Innocent Grace

Mar 12, 2004 03:59

::yawn:: i'm so tired. i was just driving home and i passed a fiery red billowing smoke. one of the smoke clouds looked like a goat head. it kinda freaked me out.

tonight was weird. it started off pretty normally at stir crazy. i left there and went to waffle house and the quest with kim for a lil while. pretty boring. so i went to jess's birthday bash (HAPPY BIRTHDAY!!!!) where the night just got interesting. First of all, I saw so many people i went to high school with. It was ridiculous. I had almost forgotten some of those people existed. and John was there...damn, like negative weight! what happened to him? he lost like the entire backstreet boy group. saw zak, charlie, tyler, heather, and others from the crew also. always a pleasure. i need to spend more time with them. i miss them. i'll get to see them more though cuz the band is getting a pad at the same building where the search and john's band practice.

ps-biscayne is gonna do a reunion. damn like whoa! i must say that biscayne has been by far my favorite band. we rocked the house and everyone loved us. too bad we let trivial bullshit tear us apart. especially now that we all get along again...fuck. i mean, we even had a record deal! we just threw it away. petty arguments will be the end of me.

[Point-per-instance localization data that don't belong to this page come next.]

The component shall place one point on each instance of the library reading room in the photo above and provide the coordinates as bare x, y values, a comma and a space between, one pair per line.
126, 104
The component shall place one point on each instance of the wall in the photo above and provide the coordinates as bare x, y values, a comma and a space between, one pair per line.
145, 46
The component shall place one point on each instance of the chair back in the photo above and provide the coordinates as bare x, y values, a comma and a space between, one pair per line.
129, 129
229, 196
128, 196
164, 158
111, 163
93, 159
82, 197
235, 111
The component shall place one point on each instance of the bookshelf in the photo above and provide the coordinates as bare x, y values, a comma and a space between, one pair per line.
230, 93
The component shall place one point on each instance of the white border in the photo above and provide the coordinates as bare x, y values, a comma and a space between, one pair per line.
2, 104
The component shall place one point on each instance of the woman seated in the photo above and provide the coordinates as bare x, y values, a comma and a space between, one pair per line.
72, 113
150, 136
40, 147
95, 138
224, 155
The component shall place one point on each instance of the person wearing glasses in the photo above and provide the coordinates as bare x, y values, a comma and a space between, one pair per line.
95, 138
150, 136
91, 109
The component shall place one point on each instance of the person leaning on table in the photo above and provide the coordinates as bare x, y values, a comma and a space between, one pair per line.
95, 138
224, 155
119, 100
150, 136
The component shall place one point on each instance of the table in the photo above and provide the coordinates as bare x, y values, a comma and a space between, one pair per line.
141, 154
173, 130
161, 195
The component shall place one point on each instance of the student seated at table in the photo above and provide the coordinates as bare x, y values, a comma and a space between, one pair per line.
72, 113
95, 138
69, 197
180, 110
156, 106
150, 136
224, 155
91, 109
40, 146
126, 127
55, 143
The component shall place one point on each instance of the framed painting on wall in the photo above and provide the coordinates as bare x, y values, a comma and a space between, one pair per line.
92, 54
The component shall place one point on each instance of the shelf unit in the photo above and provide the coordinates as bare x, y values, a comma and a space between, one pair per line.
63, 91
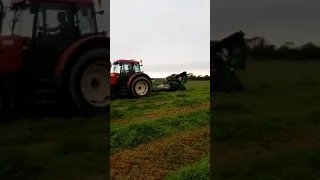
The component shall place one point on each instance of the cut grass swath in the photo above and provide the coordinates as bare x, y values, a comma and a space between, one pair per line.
131, 135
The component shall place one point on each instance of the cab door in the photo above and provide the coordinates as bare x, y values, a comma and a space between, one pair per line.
54, 31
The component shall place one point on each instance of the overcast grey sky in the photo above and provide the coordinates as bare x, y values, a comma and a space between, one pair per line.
277, 20
170, 36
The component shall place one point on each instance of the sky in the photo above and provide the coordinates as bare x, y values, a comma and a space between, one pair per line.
170, 36
276, 20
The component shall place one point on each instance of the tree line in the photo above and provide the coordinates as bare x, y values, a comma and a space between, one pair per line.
191, 76
260, 49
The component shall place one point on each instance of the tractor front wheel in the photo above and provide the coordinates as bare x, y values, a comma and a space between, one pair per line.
89, 82
140, 87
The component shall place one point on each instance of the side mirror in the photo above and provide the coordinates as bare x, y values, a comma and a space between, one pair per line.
34, 8
100, 12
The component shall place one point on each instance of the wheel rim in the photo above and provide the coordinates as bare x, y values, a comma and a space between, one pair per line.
95, 85
141, 88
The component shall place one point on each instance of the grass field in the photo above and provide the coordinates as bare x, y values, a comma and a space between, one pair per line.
271, 131
156, 136
274, 124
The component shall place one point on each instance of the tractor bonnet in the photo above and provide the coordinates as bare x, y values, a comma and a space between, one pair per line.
89, 2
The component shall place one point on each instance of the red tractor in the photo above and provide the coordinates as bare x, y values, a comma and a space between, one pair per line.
127, 78
55, 55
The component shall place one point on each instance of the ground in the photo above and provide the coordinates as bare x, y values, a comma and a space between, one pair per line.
150, 137
270, 131
155, 136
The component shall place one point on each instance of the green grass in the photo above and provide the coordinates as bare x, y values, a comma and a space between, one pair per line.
53, 148
199, 171
131, 135
280, 99
197, 92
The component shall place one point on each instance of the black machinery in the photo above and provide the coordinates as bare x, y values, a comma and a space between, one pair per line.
227, 55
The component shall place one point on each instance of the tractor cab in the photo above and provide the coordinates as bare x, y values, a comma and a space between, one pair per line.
54, 55
127, 78
42, 30
123, 69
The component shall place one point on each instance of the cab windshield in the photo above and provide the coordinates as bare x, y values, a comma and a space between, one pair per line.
21, 21
116, 68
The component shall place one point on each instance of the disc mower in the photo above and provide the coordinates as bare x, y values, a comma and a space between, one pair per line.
227, 55
175, 82
55, 55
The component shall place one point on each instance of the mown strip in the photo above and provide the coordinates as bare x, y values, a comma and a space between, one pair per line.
161, 113
199, 171
131, 135
149, 106
156, 159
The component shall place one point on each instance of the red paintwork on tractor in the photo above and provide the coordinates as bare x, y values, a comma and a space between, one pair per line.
10, 54
126, 61
114, 76
69, 51
89, 2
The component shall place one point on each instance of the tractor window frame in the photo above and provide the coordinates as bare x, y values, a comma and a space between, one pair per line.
91, 18
116, 68
18, 22
52, 6
136, 66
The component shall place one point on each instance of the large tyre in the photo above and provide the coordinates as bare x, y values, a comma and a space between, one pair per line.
89, 82
112, 93
140, 87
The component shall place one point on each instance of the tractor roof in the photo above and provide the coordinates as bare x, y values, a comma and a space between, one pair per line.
126, 61
89, 2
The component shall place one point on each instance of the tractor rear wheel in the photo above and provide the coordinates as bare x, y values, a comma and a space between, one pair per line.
140, 87
89, 82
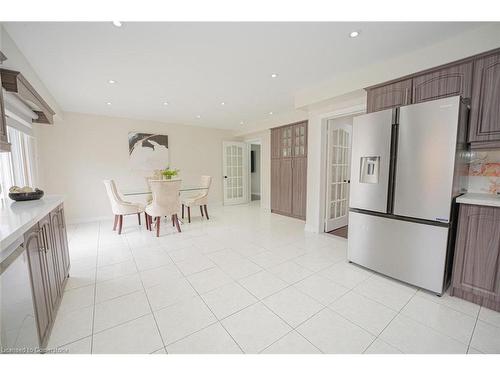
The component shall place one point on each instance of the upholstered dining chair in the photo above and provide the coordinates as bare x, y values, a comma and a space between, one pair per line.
165, 202
121, 207
200, 199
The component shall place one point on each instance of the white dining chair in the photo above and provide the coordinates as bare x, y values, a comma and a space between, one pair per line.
200, 199
121, 207
165, 202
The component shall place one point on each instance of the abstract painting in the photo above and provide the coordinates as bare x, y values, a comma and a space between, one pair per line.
148, 152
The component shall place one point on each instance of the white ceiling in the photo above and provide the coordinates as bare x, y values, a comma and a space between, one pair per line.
196, 66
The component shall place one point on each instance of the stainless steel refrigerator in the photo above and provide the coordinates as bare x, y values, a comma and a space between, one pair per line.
408, 165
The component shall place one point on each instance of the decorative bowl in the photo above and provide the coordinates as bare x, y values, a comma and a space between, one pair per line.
19, 197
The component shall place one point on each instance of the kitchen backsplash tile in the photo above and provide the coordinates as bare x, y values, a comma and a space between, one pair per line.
484, 172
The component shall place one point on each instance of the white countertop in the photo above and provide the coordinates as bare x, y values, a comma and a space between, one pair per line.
17, 217
480, 199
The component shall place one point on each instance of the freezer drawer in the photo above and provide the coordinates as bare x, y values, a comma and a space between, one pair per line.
427, 140
410, 252
371, 154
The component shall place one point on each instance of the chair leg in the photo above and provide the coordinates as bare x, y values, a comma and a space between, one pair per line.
120, 224
177, 223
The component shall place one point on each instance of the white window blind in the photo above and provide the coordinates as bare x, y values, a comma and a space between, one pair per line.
19, 166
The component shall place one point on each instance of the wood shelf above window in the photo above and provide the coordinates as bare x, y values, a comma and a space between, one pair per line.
15, 82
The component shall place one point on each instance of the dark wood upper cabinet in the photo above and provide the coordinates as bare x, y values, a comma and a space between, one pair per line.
485, 106
389, 96
444, 82
300, 139
15, 82
476, 78
476, 267
288, 170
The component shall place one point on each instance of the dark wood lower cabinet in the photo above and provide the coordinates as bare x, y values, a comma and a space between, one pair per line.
476, 267
47, 248
36, 256
299, 178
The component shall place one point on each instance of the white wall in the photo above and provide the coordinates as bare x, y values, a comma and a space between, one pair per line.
255, 175
77, 153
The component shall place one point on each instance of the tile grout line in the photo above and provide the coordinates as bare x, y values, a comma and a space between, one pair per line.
95, 288
147, 297
473, 329
208, 307
394, 317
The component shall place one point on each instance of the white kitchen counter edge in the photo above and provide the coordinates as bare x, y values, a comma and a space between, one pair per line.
480, 199
16, 218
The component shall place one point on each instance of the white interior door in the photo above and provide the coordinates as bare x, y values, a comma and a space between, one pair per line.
235, 169
338, 173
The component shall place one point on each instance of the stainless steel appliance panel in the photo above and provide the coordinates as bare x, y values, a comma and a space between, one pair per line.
427, 141
411, 252
371, 153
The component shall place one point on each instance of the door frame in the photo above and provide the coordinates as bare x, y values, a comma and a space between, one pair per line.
327, 182
244, 173
250, 142
324, 117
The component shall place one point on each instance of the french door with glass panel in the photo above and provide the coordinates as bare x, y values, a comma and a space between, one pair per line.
338, 175
235, 169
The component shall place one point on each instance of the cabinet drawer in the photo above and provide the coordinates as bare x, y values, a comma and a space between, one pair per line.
476, 269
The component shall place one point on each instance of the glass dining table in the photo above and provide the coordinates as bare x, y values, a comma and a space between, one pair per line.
146, 191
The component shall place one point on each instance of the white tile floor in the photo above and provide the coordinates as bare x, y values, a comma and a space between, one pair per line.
248, 282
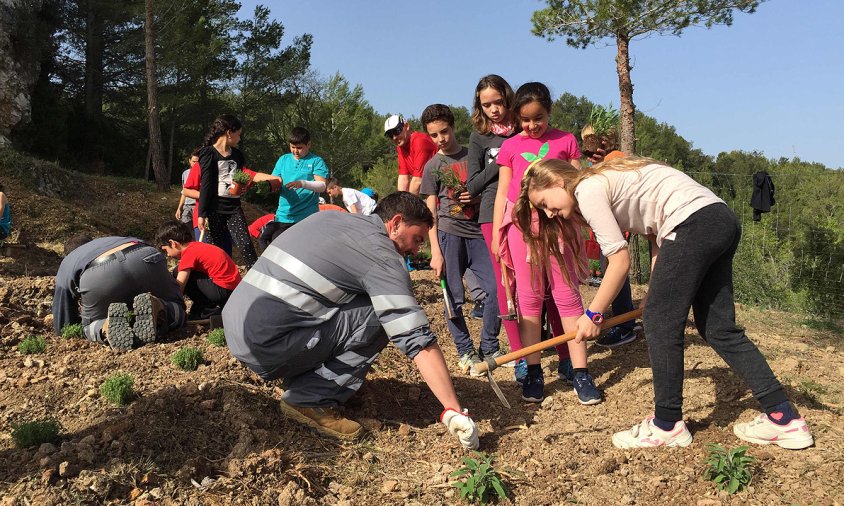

anyway, at jess's she had a bunch of shit that belonged to rachel. it was almost eerie to see it all. we looked through it a little bit and talked about rachel and it all of a sudden hit me that she was gone. all of these memories started to hit me as i filed through everything. i had forgotten how close we were. and i just started to cry. and i couldn't stop it. and i didn't really want to. i just can't explain it. she shouldn't have died. she was too good of a person. it just doesn't seem fair.